El chico del “culo bonito” sonrió al tiempo que respondía.
-Tu también tienes un culo bonito…- ambos se sonrieron escaldando la herida abierta de Rodrigo quien dibujó la más estúpida de sus sonrisa, conteniendo el llanto o el amor o la ira o el goce de ver al sujeto perplejo buscando esa respuesta que acallara la desagradable voz de Michelle.
-Mira, él también tiene un culo bonito- replicó Michelle. Vaya que la odiaba. La sensación se agudizaba ante la frase que durante tanto había esperado escuchar y que sin embargo ahora formaba parte de una cadena de adulaciones en las que no se hallaba implicado por flujo natural, si no ya más bien por una llamativa emanación de compasión que el mismo Rodrigo había segregado en el sudor producto del calor de verano y del iracundo amor que sentía por ella.
El tipo siguió su camino sin prestarles más atención, semejando un perro asustado con la cola entre las patas perdiéndose en la calle más próxima, al igual que Rodrigo se perdía en su desconsuelo, huyendo de si, huyendo de aquel momento, huyendo de ella y su indiferencia, del silencio durante el cual seguramente fraguaba alguna nueva fechoría.
-Michelle – le habló en reacción ante la desquiciante insensibilidad de ella.
-Mmm – se limitó Michelle a responder
-…¿qué piensas?-
- En nada –
- Ah –Rodrigo esperó alguna muestra de interés ante su seriedad, esperó como siempre tenía que hacerlo pues Michelle parecía no enterarse de los destrozos que en el corazón de Rodrigo dejaba en cada visita, con el mismo desorden que imperaba en la pequeña habitación de ella, similar al alboroto de la ciudad, con igual caos legado en el alma.

***

-¿Por qué nunca te importa lo que me pasa? – dijo luego de caminar varios metros en silencio, durante los cuales ella apenas si rozaba su brazo en un ademán ficticio de pretender tomarlo.
-¡Ay cálmate!- respondió Michelle riendo resonante - Seguramente los cábulas ya han de estar bien pedos, Martín dijo que iba a llevar un porrín ¿a ti no te dijo? – terminó sin verlo siquiera.
-No, no me dijo…- Respondió Rodrigo aburrido – sabes, estoy cansado –
-Pues como no wey, si me estabas dando bien duro ¡cabrón! Ay que rica cogida nos aventamos – terminó casi en un grito. Cómo se había avivado su amor por ella, por la ciudad, por el caos, por su voz, por su perfume luego de la última frase; ¿cómo hacía Michelle para darle justo la dosis necesaria para revitalizarle?
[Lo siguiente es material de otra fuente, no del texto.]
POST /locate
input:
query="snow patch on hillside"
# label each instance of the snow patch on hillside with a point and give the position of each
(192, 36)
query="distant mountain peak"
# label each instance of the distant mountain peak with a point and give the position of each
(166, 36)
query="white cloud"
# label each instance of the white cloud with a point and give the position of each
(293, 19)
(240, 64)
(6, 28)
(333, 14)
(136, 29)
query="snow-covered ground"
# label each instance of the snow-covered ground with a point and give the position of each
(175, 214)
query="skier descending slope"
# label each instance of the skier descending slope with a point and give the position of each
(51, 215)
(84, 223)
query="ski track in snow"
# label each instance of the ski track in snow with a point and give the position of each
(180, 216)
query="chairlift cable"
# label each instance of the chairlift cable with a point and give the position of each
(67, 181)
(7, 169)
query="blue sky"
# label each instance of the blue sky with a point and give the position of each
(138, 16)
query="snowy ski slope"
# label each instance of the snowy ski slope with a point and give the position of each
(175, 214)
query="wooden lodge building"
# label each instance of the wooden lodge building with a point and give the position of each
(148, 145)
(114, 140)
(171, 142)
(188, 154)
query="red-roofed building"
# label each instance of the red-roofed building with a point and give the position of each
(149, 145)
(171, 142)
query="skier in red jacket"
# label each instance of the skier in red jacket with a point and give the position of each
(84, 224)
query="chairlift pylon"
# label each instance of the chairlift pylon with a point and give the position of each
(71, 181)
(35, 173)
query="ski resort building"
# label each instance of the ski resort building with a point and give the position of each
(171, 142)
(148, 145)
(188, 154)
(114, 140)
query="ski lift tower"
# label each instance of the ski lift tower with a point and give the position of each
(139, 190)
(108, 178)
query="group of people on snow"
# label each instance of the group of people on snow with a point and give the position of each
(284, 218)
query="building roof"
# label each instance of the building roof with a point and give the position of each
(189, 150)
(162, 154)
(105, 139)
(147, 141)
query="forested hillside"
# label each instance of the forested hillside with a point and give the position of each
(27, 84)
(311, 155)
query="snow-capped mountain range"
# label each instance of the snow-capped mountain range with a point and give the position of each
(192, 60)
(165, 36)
Para olvidar la indiferencia que minutos antes lo estaba matando, lo seguía matando.
-No, pero no cansado de eso-
-¡Ay no mames! – respondió Michelle de nuevo con un grito. Entonces Rodrigo pudo escuchar con claridad el rugir de los autos a gran velocidad sobre la avenida.
-Estoy cansando de amarte, de querer estar contigo, de querer que me hagas caso, de que me cuentes…-
-Ya bájale wey, ni es pa’ tanto, pareces niña, si a la que le baja es a mi- El alfiler del rencor navegaba a gran velocidad dentro de las venas, rumbo a su corazón enfermo de tanta contrariedad, de tanto amor odio inoculado a fuerza de horas compartidas sin compartir, en las que el dilema era la única opción para entenderla, aunque a Michelle no había que entenderla, sólo amarla ¿y cómo hacerlo? Como evitar desear un poco más de ella, como evitar ese deseo de pertenencia, el obstinado y casi obsoleto anhelo de ser parte de sus días, de sus horas, de sus momentos más lúcidos y silenciosos, del paroxismo hecho vida, de la locura pertinente para cada instante, porque la vida había que tomársela a la ligera y él la estaba llevando demasiado en serio.
Ya no cabía entonces la reflexión, que sonaba desencajada, avejentada ante la fugacidad del tiempo y la razón; ya no quedaba momento alguno para pensar, sólo dejarse llevar, huir sin miramientos, saltar como lo hacía hacia la avenida en el mismo instante en que un camión pasaba arrebatándole por siempre tanto flagelo de vida.